Moving on from the Failed War on Drugs

Saturday, January 27th, 2018

Nixon’s brainchild, the War on Drugs, is a failed program that has resulted in thousands of nonviolent users being incarcerated with violent criminals. The results of this War?  Here’s the plain facts based on 2016 data:

  • 2,157,000 people imprisoned – the highest incarceration rate in the world.
  • 52.8% of drug offenders faced a mandatory minimum penalty of ten years or longer.
  • Drug law violation arrests: 1,572,579 of which 84% were only for possession and 653,249 (41.5%) were for possession of marijuana.
  • 57% of those in prison for a drug offense are Black or Latino
  • Over 200,000 students lost federal financial aid eligibility because of a drug conviction
  • Annual cost of the war on drugs: Over $50 billion
  • Annual Tax revenue currently-illegal drugs were taxed at rates comparable to those on alcohol and tobacco: $46.7 billion – a total difference of 96.7 billion dollars which could be used for drug treatment.

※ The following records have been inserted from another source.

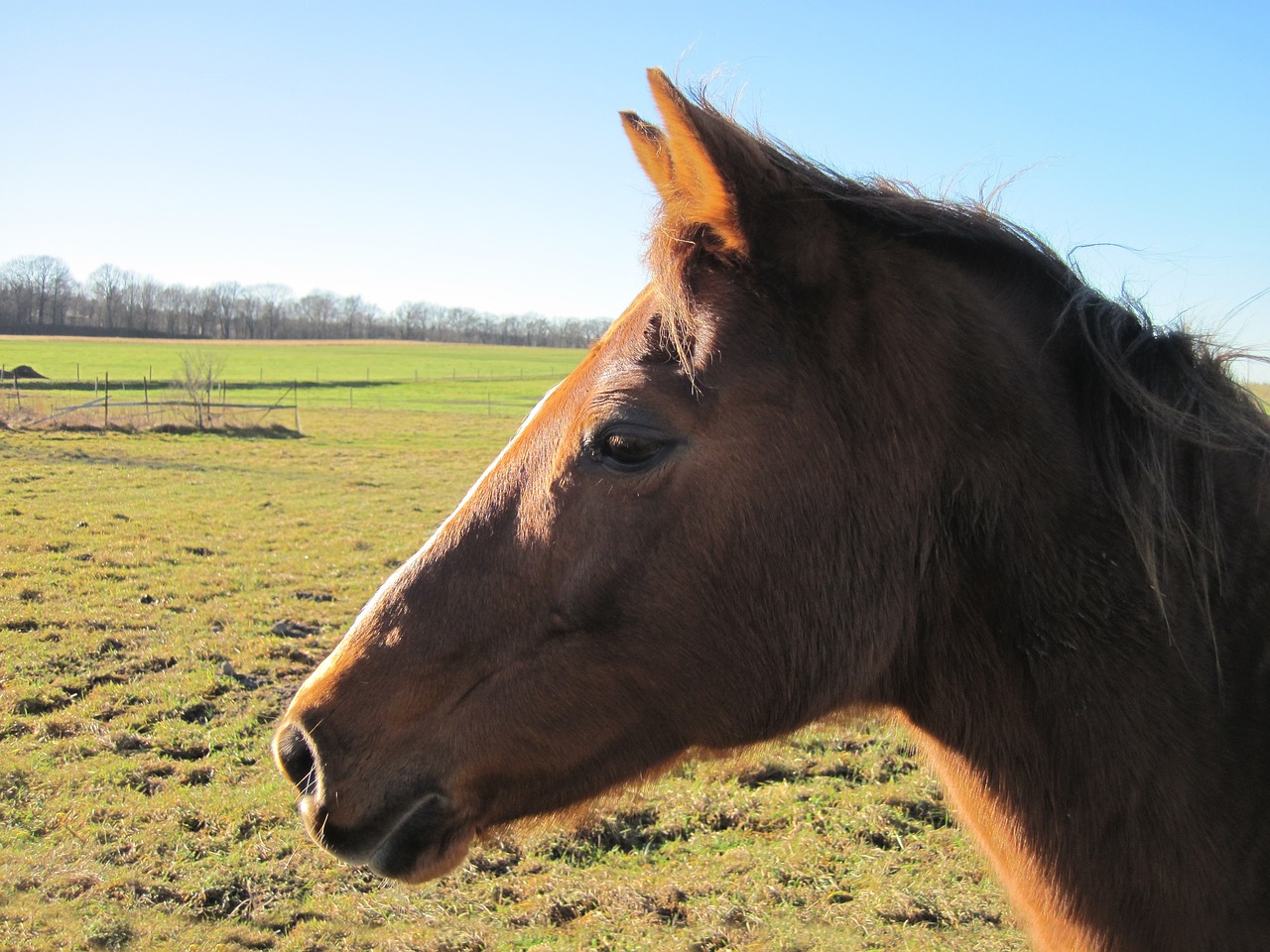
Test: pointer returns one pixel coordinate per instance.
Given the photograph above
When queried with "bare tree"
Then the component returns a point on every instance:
(105, 285)
(198, 373)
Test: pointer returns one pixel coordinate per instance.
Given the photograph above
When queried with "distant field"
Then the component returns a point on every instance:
(309, 361)
(143, 581)
(498, 381)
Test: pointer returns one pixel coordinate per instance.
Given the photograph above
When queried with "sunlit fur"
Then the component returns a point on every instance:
(890, 452)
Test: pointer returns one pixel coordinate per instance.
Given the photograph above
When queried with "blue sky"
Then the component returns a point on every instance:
(470, 154)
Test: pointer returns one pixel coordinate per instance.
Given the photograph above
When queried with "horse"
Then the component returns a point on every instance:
(851, 447)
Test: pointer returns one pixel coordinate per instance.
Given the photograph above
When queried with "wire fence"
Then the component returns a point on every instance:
(145, 404)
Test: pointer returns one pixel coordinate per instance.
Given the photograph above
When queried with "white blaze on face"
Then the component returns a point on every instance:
(394, 580)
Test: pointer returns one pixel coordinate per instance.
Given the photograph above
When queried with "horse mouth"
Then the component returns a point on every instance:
(423, 843)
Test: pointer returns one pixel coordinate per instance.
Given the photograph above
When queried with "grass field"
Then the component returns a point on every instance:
(495, 381)
(160, 599)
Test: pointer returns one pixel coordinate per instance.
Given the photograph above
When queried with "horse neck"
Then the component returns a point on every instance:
(1087, 744)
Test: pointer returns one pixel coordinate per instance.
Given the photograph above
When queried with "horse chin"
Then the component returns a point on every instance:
(434, 862)
(426, 843)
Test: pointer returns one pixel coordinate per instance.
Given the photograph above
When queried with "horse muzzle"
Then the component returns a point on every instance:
(417, 837)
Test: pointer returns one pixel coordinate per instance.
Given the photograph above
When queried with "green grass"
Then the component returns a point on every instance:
(307, 361)
(495, 381)
(140, 580)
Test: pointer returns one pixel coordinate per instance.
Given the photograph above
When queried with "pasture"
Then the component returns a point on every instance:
(160, 599)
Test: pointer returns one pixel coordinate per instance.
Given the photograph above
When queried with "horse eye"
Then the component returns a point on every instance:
(629, 451)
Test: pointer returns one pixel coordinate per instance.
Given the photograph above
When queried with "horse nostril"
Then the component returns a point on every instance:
(296, 760)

What works for drug addiction is not humiliation, stigmatization and punishment, but  treatment programs that help reconnect people to other people and restoration to the life of the community.

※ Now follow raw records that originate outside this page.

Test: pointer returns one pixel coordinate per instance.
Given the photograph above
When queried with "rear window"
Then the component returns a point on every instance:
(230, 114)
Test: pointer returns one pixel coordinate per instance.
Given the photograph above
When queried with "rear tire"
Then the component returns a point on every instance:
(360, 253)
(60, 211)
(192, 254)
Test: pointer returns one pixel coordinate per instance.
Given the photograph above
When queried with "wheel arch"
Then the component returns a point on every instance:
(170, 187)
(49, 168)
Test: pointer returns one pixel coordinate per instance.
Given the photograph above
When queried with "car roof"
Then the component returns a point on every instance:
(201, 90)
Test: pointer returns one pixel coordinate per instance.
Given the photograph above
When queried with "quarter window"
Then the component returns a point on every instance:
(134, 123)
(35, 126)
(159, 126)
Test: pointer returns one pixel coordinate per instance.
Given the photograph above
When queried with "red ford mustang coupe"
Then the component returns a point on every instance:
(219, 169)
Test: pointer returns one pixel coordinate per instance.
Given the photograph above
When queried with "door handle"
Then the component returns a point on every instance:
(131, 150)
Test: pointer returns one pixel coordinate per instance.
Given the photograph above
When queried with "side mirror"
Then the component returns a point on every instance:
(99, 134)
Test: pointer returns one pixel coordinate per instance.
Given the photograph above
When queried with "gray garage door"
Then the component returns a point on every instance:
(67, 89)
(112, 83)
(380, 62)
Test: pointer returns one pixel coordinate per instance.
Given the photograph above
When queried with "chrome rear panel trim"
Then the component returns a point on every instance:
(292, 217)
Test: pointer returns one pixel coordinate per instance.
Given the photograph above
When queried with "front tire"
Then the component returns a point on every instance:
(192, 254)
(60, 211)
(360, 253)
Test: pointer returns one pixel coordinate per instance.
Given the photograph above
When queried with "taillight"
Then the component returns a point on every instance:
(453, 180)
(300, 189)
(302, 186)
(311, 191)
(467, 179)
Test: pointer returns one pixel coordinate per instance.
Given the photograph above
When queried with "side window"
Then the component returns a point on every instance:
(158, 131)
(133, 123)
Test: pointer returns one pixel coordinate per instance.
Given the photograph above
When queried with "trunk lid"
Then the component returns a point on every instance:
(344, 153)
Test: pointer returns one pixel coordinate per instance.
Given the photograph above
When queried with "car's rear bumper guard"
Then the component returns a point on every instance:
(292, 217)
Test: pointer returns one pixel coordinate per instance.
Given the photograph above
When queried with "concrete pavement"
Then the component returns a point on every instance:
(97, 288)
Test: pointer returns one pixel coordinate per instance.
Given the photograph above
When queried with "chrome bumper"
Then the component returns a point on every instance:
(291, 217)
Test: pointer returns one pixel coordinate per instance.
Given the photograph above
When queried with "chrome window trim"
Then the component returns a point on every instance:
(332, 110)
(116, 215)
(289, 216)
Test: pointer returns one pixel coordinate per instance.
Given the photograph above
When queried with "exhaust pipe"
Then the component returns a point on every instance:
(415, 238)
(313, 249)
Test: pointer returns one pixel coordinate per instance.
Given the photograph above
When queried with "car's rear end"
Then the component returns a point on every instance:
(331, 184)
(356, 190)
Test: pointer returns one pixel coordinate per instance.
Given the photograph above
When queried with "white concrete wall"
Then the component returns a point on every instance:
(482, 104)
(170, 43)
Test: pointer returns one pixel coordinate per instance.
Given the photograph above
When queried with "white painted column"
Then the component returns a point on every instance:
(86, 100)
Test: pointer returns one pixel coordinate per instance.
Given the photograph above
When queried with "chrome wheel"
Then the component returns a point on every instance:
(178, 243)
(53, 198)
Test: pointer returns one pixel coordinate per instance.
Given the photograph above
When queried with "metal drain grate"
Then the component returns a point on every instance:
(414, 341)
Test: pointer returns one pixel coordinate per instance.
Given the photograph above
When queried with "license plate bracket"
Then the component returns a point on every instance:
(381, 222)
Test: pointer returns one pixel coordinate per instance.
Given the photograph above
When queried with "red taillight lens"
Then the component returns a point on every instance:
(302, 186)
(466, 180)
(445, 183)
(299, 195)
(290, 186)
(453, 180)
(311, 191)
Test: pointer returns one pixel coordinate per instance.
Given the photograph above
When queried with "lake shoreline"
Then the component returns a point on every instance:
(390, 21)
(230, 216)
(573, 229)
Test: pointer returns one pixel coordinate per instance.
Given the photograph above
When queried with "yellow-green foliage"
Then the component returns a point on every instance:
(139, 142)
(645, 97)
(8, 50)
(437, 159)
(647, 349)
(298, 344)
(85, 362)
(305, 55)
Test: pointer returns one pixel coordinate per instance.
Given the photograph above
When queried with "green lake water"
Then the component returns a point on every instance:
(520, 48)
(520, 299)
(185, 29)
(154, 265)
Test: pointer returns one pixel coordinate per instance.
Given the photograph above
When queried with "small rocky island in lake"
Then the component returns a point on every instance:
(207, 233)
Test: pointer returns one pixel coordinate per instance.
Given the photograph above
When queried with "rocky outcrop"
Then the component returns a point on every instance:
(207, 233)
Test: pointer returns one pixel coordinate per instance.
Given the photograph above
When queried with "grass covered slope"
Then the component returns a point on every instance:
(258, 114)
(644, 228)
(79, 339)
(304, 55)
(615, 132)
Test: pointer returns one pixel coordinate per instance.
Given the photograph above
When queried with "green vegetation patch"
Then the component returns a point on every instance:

Portugal decriminalized the use of all drugs in 2001. Weed, cocaine, heroin, you name it — treating drug use as a public health issue, not a criminal one. The drugs are still illegal, but getting caught means a small fine and a referral to a treatment program — not jail time and a criminal record. Rates of drug use haven’t skyrocketed like some predicted. Drug use has declined overall among the 15 to 24 year-old population, and adult drug use is now lower than it was in 2001. There has been a huge reduction in the number of drug users diagnosed with HIV and AIDS Drug-induced deaths have decreased steeply.